Я даже не посмотрел на деревянную табличку на двери, был уверен, что увижу оливковую веточку [53]. А теперь почувствовал себя так, будто кто-то из богов спустился на облаке, дабы изменить мою судьбу. Я стоял, онемевший, наслаждаясь внезапным счастьем, пока мой двоюродный дед Стримон не поднялся со скамьи, чтобы показать, что я его не заметил. Он проговорил, что все мы должны радоваться благополучному появлению на свет младенца, и хотя отец мой будет несомненно разочарован, они еще достаточно молоды и могут позволить себе дождаться расположения богов.

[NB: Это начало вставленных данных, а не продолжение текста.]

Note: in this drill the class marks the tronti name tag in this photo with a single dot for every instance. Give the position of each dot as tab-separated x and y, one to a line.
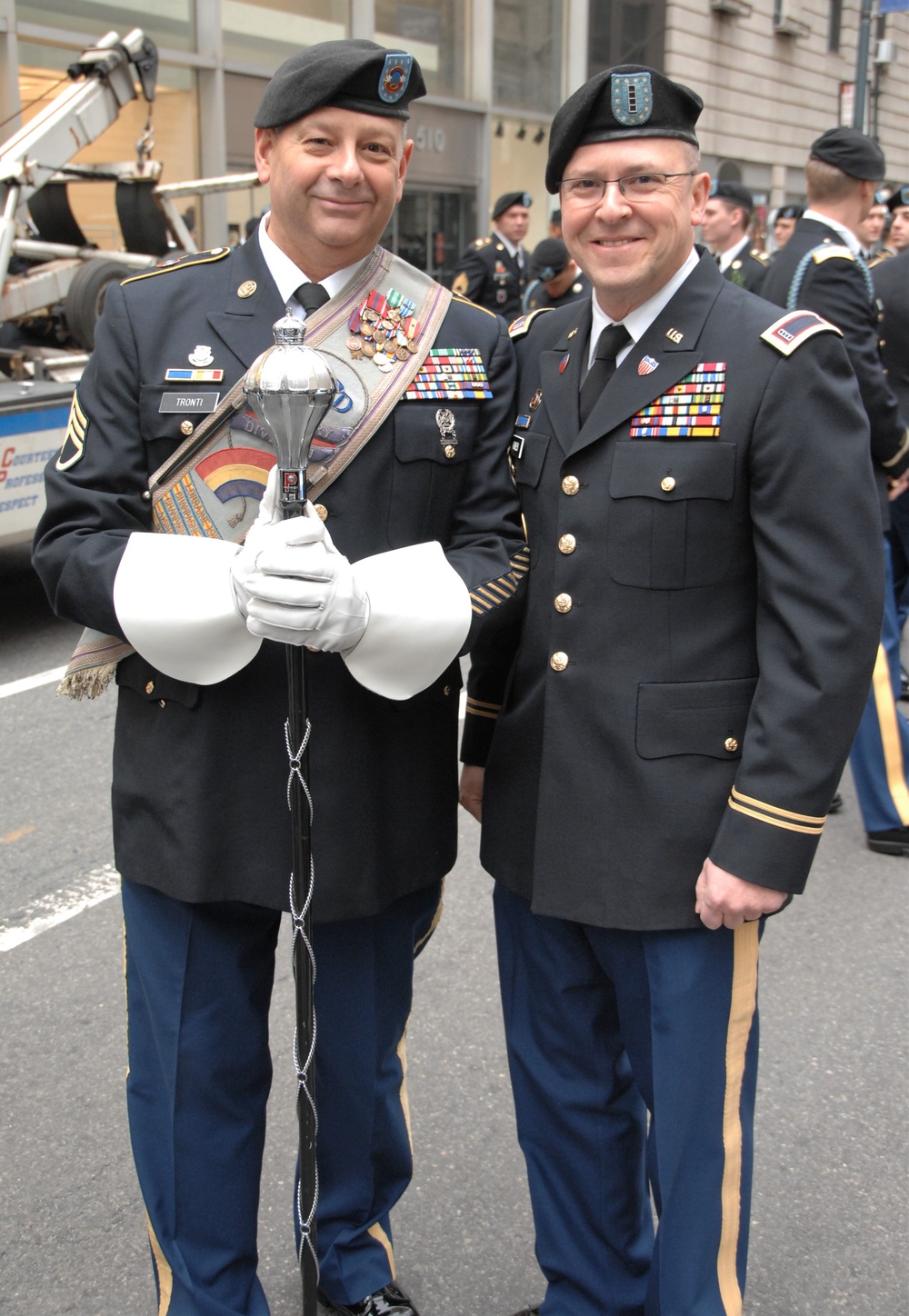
205	400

– И все-таки жаль: он пообещал назвать ребенка в честь ее отца Архагора, чтобы имя достойного человека не пропало.
Только тут я наконец вспомнил: какие бы глупости ни лезли мне в голову, а это все-таки ее перворожденное дитя.
Когда я подошел к комнате, женщины сказали мне, что там еще не выполнен обряд очищения, а потому я и сам осквернюсь. Я ответил: "Что ж, пускай", - и вошел. Она лежала с распущенными волосами, влажными и вялыми, словно после долгих мучительных трудов; лицо ее вытянулось, под глазами залегли синие круги. Дитя лежало у нее на руке. Я спросил: "Как ты, матушка?", и она подняла ко мне глаза.
Если муж потерпел поражение в панкратионе, если его исколотили так, что он едва держится на ногах и, кое-как поднявшись с земли, вытирает с глаз кровь, - и в этот момент встречает человека, которого больше всех порадует его поражение, то, сколь ни велико его мужество, что-то он все же выкажет. Так и произошло сейчас, между моей матерью и мною. И, думаю, поняв это, я впервые в жизни познал горе мужчины. Но после того как дождь пролился, его не вернешь на небо.
И в печали этой каждый из нас жалел другого. Она справилась быстрее улыбнулась мне, взяла за руку и сказала, что ей уже лучше. Я чувствовал, что должен поцеловать ее, но комната пропахла женщинами и кровью, кожа матери казалась чужой, а у меня тело сжималось и ежилось.
– Посмотри, это твоя сестра, - сказала она.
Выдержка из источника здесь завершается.